La Petronas FP1 si può considerare come uno dei grandi fallimenti degli ultimi 10 anni, nel mondo delle due ruote. Un progetto totalmente costruito attorno alla Superbike ma che avrebbe dovuto avere alle spalle, una solida base produttiva di serie, che nessuno ha mai scorto nei listini.

Per questo motivo, e per gli scarsi risultati conseguiti in gara, Petronas si è ritirata dal campionato WSBK, e così anche il sogno della FP1 stradale svanì, lasciandoci solo qualche foto del prototipo per la produzione in serie e le sfiammate del 3 ciclindri da gara. Gli inglesi di MCN, però, hanno scoperto una cosa straordinaria, una sorta di tomba faraonica: ben 60 FP1 stradali pronte per l'immatricolazione!

Un magazzino semiabbandonato, in Malesia Inghilterra, dal valore di quasi 3mln e mezzo di Euro... quando Carl Fogarty ha saputo la notizia ha commentato: "non ci credo, dici sul serio? sulla carta, le moto prodotte per l'iscrizione al campionato SBK dovrebbero essere in Inghilterra Malesia!"

Le moto furono prodotte per la Petronas dalla società di ingegneria MSX International a Basildon, a tempo di record nel 2002, mentre i motori sono stati progettati dalla società austriaca Suter Racing.
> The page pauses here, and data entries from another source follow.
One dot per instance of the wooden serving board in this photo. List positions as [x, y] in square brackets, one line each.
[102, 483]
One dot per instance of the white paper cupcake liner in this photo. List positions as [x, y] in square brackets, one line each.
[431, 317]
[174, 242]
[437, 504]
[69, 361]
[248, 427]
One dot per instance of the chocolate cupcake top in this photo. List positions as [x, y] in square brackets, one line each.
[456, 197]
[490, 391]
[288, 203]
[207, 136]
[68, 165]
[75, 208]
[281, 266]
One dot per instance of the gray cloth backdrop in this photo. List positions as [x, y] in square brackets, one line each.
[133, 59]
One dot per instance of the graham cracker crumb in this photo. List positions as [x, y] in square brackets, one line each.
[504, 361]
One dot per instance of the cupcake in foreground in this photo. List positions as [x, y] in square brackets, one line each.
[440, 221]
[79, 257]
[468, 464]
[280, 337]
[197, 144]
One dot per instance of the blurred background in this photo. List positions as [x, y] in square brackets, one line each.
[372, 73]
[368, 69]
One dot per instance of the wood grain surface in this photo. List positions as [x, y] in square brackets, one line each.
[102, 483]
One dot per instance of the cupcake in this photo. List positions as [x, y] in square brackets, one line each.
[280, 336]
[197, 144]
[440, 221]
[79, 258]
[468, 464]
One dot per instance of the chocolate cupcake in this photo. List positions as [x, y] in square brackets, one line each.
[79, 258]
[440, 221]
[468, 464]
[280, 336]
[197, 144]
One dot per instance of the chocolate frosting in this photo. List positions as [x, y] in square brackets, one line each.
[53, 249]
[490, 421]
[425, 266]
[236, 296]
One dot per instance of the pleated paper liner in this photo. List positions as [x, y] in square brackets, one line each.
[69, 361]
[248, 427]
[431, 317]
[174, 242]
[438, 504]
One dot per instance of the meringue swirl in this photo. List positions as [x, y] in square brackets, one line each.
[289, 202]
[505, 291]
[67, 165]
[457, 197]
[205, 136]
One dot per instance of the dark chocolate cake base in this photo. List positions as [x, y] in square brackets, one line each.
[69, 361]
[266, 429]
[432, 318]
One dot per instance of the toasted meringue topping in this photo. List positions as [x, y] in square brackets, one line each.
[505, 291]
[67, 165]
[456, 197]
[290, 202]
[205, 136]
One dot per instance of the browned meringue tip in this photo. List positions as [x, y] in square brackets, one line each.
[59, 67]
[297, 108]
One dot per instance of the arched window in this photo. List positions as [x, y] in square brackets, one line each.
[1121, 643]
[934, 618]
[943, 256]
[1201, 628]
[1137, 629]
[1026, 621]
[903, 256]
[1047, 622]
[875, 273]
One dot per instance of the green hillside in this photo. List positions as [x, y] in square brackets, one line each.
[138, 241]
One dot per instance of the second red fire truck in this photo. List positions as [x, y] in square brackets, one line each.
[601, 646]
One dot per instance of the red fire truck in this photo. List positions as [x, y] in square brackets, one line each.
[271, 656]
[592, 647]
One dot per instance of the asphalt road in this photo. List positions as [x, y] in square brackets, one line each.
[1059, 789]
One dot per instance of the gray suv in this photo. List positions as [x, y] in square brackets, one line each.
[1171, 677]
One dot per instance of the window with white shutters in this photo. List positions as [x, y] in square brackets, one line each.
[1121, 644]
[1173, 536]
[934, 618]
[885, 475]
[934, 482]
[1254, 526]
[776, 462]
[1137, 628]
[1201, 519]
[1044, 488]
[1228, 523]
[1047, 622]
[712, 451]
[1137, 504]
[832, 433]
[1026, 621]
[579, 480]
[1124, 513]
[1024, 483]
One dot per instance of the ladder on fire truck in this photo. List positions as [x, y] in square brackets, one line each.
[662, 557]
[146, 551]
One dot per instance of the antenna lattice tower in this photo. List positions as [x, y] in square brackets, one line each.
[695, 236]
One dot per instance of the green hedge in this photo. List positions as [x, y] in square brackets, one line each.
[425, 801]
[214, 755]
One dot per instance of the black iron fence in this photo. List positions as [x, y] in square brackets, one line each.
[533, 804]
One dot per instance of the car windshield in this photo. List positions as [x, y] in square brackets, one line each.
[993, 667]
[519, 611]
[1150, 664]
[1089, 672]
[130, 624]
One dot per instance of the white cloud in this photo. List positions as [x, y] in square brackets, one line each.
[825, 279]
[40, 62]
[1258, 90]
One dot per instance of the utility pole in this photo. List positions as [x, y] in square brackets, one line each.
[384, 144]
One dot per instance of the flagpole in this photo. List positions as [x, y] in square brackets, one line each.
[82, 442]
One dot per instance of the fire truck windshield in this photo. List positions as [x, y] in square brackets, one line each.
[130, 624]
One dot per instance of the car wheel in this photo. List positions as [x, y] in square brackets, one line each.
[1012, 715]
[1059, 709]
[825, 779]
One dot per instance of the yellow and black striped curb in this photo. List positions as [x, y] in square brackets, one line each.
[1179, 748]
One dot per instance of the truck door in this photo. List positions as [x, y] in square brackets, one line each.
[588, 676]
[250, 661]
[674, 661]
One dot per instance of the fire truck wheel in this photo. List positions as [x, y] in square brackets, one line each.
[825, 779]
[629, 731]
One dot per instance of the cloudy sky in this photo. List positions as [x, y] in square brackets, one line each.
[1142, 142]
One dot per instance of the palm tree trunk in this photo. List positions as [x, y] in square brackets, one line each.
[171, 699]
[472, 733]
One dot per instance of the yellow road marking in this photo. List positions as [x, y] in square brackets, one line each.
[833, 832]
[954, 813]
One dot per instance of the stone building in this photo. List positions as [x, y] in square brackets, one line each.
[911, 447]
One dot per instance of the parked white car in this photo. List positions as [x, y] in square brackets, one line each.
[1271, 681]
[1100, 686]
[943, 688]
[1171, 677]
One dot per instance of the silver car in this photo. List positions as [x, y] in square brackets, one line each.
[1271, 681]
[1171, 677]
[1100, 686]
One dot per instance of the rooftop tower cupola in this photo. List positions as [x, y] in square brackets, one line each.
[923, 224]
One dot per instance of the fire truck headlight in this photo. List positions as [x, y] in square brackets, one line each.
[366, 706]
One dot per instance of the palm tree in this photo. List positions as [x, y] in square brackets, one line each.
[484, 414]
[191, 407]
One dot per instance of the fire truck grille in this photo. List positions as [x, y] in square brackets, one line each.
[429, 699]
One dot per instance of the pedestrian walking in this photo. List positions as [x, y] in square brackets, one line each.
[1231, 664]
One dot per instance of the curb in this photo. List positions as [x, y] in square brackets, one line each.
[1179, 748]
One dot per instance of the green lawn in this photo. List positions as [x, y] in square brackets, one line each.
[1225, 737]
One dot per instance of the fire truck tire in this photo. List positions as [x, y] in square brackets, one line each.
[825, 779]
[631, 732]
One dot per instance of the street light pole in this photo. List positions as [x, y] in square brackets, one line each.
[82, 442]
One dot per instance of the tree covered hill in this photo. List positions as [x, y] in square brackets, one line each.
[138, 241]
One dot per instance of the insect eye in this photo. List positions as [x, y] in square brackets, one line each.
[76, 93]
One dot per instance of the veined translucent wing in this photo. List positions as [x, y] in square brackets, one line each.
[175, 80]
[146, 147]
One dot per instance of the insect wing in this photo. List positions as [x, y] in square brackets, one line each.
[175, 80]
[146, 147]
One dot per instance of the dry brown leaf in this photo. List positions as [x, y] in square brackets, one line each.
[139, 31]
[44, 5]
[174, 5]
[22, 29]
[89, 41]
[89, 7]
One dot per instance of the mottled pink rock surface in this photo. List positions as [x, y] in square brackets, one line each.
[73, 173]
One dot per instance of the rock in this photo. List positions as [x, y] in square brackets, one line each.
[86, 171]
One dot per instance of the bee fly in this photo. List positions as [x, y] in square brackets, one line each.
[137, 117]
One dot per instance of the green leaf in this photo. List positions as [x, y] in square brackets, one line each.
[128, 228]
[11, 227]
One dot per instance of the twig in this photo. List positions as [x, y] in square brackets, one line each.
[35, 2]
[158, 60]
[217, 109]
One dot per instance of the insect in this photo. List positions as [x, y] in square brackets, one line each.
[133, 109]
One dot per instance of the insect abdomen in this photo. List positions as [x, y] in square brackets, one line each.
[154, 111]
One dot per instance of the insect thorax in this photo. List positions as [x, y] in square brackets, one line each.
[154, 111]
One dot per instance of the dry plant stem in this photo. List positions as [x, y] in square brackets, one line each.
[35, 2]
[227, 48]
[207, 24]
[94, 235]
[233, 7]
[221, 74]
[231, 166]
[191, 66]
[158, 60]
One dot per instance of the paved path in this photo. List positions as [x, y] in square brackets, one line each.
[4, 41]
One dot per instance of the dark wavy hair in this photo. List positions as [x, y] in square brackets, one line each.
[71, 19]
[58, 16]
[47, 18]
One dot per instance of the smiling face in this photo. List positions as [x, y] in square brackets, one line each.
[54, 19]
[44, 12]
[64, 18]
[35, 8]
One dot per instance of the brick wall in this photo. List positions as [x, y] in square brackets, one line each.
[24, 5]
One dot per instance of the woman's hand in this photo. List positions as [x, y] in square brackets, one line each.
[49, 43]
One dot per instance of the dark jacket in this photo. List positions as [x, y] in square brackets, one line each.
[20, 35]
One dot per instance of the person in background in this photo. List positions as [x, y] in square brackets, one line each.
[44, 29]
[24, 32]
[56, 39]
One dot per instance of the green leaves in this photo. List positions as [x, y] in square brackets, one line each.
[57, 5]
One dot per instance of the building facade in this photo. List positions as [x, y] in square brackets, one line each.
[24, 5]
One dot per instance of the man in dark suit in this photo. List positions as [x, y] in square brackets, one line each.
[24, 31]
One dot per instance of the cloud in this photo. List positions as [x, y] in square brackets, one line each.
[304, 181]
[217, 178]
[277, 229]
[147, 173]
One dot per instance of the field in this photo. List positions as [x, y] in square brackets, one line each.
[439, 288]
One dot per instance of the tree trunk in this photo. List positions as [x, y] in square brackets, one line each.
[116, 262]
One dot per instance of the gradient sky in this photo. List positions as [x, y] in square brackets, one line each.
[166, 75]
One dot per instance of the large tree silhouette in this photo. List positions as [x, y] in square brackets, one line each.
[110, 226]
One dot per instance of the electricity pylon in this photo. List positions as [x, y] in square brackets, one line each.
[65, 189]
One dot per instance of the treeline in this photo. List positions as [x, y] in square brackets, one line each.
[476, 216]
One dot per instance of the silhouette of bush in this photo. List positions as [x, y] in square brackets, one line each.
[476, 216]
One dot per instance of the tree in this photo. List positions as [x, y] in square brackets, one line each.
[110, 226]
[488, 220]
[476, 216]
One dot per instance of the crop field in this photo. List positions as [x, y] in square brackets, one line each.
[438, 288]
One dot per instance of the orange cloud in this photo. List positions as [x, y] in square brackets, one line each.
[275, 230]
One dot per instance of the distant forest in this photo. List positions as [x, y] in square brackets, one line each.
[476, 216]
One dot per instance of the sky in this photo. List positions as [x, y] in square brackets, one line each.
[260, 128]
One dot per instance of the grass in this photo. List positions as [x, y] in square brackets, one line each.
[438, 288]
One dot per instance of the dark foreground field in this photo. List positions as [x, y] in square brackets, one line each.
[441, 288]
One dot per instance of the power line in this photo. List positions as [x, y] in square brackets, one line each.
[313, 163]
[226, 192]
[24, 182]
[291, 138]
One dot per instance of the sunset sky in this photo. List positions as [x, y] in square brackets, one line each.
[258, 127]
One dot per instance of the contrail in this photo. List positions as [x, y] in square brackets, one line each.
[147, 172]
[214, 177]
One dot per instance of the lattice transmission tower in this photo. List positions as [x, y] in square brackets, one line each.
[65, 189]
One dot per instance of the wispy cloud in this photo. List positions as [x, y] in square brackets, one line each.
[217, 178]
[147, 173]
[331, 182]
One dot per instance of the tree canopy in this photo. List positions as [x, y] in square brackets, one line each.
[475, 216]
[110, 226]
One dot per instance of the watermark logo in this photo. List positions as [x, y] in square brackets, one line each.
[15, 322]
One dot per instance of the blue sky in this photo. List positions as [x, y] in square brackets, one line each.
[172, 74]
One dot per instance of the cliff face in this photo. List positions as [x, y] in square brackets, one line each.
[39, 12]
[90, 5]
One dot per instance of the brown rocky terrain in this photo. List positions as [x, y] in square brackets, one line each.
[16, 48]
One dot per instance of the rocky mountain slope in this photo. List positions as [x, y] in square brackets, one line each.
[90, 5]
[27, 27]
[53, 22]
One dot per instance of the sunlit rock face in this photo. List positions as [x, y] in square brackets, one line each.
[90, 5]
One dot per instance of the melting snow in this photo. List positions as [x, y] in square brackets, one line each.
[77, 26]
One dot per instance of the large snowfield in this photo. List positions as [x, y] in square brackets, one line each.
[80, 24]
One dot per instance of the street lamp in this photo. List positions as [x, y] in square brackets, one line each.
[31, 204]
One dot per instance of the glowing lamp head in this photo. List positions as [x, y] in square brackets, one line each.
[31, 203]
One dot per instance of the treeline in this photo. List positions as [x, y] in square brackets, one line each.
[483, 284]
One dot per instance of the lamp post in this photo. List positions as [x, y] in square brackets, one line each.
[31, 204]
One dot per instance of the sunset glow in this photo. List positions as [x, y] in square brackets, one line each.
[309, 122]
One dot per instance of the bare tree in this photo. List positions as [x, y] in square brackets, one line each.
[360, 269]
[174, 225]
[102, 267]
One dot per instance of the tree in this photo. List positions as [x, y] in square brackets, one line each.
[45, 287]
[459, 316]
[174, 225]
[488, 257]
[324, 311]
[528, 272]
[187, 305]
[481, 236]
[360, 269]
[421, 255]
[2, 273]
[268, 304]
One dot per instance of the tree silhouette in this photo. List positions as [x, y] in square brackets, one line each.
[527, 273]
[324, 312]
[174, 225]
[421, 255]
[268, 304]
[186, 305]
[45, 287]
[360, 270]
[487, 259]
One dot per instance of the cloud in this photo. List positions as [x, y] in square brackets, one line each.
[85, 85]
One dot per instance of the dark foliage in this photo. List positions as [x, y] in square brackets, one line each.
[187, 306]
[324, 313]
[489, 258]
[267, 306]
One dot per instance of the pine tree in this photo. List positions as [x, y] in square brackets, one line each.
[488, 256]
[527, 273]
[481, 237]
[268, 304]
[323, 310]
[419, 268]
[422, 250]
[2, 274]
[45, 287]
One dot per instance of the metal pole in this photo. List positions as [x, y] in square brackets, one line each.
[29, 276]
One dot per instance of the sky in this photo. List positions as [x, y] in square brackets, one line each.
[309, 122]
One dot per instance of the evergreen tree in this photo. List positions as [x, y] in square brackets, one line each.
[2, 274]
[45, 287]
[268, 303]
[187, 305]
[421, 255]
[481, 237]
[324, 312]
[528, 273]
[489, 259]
Il progetto prevedeva un lotto di produzione iniziale in UK, per l'omologazione al campionato Superbike, per poi trasferire le catene in Malesia per la produzione di Serie da 10mila e più unità.

I pessimi risultati in gara, e le varie successioni al comando delle aziende coinvolte nella produzione, hanno fatto dimenticare questo primo lotto, che ora viene riscoperto come un tesoro unico. L' AD di Foggy Petronas Racing, Murray Treece, ha dichiarato: "Il nostro staff ha sviluppato la moto da corsa, e poi siamo stati coinvolti nella progettazione e nello sviluppo della moto da strada. Ciò che è accaduto dopo nella vicenda delle unità stradali, mi è totalmente sconosciuto". Treece ritiene inoltre che Petronas abbia sottovalutato la sfida di portare una moto sul mercato in così breve tempo, senza infrastrutture. Come dargli torto.

Senza dubbio la scoperta di questo "magazzino delle meraviglie" fa venire l'acquolina a più di un motociclista. La moto di serie venne accreditata di 127cv di potenza e 181kg, un valore ottimo per competere ai massimi livelli con lei leader di mercato di quegli anni. Tutto quel ben di dio lo lascereste a marcire così?